On a slightly different note, do you guys differentiate between 2d and 3d work? I mean is your hourly rate for 2d and 3d work same or do you charge lower for 2d work? I used to start lower for 2d work but these days I charge same as time is time.

I will reiterate what rkuchinsky and others say:

Any work you do, emergency or not, should have some form of work effort estimate discussed with your client. Probably every designer in the world has clients like you describe - excellent, always pay, etc. - until that one time, and it’s usually cases like you describe, emergencies with large invoice.
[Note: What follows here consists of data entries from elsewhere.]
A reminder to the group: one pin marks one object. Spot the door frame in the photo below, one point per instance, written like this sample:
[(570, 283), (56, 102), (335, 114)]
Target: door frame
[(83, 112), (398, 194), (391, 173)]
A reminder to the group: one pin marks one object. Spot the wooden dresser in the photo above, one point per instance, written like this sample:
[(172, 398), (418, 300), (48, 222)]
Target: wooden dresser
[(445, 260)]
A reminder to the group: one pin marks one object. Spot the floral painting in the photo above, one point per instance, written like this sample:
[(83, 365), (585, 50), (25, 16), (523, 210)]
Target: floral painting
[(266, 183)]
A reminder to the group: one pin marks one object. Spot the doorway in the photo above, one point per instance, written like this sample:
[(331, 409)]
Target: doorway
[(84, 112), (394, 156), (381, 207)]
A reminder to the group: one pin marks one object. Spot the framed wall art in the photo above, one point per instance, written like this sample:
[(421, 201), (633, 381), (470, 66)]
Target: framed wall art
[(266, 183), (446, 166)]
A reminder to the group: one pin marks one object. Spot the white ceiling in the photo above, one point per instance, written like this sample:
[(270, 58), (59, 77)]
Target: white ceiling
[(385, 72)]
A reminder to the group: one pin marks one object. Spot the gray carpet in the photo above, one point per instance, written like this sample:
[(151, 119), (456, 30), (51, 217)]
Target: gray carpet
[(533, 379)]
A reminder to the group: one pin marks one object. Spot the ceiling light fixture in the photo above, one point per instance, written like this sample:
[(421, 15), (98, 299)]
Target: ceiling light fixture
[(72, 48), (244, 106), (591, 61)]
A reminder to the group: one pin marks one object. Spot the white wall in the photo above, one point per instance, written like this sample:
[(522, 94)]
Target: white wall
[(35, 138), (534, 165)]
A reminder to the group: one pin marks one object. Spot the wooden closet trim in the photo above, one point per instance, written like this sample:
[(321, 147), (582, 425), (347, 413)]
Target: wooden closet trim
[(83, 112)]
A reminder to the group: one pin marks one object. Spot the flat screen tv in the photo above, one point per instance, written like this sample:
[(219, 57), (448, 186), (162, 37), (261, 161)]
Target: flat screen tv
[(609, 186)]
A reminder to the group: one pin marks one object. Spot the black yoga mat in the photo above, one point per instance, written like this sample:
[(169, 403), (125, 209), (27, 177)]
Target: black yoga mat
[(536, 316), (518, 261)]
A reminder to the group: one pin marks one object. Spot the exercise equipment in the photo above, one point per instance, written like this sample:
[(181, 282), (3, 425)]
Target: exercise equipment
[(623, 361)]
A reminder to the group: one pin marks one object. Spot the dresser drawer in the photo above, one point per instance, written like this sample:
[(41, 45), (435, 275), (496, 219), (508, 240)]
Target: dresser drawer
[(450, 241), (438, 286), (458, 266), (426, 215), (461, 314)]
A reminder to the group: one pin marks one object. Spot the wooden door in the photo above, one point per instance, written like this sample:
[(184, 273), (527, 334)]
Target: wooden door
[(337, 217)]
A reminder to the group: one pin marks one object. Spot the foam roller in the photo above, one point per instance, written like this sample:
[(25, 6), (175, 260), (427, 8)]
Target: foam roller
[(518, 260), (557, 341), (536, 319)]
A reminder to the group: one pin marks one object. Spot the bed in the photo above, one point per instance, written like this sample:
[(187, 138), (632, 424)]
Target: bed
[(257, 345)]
And then it’s bad, real bad.

An email with minimal words describing work, 10 day delivery, expected overtime, existing rate, and asking for response that you are correct. This is good enough to form a contract: offer, acceptance, consideration. And if things are so good between you and your client, one or two sentences can be enough in emergency.

It is generally unwise to surcharge for prints or other somewhat minor ephemera. If there is significant dollars spent, exotic or specialized processes part of your designer role’s special knowledge, then charge, with 10 - 15% markup.

It’s the lawyer’s nickel and diming phenomena: $300 per hour and 10¢ per photocopy = guarantee piss off. I experienced this same situation: large multi-billion $ corporation, huge projects, biweekly invoices above $100K and my accounting insisted tacking on $13 in photocopies and long distance phone charges. I as design lead and project manager got pulled into client’s CEO office by the CFO with our invoices on the mahogony desk to get 10 minutes of reaming over the $13, the $118K was no issue. It’s perceived value.